The teller was whipping through dollar bills during our conversation, and I asked her, "do you ever come across old money... silver, reds?"
"Oh sure, yeah the old folks bring 'em in".
"What do you do with them?"
"We hold them aside, there are people who come in and ask for them. Here [flip flip flip flip, lays out a 1934 silver certificate One Dollar bill], like these".
I reached into my purse and pulled out a single, promptly slapping it in the well underneath the bulletproof glass. "Can I have that?"
In the early '90s, I started holding on to $2 bills and checking with the bank for silver certificates. It's been almost twenty years since I asked for them, and today as I was cleaning, I added it to my existing collection. Surprisingly, the $2's are very crisp and mostly 1976 issue, but I noticed some very interesting things about the silver certs. Je vous presente les certs. You can click on them for the large size photos.

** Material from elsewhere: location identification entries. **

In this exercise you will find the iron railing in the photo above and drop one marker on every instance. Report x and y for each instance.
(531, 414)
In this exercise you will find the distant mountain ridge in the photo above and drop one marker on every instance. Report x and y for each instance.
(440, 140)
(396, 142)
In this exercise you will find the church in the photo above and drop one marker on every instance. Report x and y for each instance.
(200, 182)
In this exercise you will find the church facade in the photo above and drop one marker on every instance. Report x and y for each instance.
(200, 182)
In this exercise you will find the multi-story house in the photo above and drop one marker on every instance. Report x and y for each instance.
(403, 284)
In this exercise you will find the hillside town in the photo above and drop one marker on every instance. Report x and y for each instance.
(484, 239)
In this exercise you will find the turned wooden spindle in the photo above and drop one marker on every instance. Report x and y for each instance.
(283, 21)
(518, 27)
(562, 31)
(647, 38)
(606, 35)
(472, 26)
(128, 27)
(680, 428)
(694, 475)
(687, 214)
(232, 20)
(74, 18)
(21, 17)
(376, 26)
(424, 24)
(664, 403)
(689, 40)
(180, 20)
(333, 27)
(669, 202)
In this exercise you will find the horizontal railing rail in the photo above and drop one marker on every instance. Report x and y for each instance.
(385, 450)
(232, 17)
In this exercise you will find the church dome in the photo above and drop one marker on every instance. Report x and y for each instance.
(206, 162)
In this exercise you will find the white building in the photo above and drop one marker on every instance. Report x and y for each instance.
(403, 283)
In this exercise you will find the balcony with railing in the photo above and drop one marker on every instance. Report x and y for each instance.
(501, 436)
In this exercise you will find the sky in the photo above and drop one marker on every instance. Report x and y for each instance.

I hope that you can see how vibrantly green these bills were. Look at the three bills pictured together in the above photo (series 1935), compared with the bill in the top of the picture (1957). In person, these '35s almost emerald... Greenbacks. How cool is that one at the bottom of the picture, series 1934.
Sometimes I hate cleaning, but then I see what kinds of cool things I've collected over the years. These are from some relatively prominent times... the Great Depression, the Golden Age of the 50s, the bicentennial in 1976, and some of the $2's are from the Reagan era, which to me is prominent because my family was lifted out of a dire financial state through his policies.
I love this country.
Back when I was driving a cab, I had an older lady ask if I would mind a couple silver dollars as part of the fare, I said, sure and pocketed the money. When I looked closer that night at home, I found that she had given me a 1921 Morgan Silver Dollar and a 1923 Walking Liberty Silver Dollar. She also included several pre-1964 quarters, any one of these coins would have more than paid for her ride. I felt guilty, but she rode between stores, so I didn't know where she lived, so I could return them to her.
ReplyDeleteMy thought is, these probably came from a coin collection, maybe her husbands. Clearly she had no idea of what the true value of what she had... That's a shame.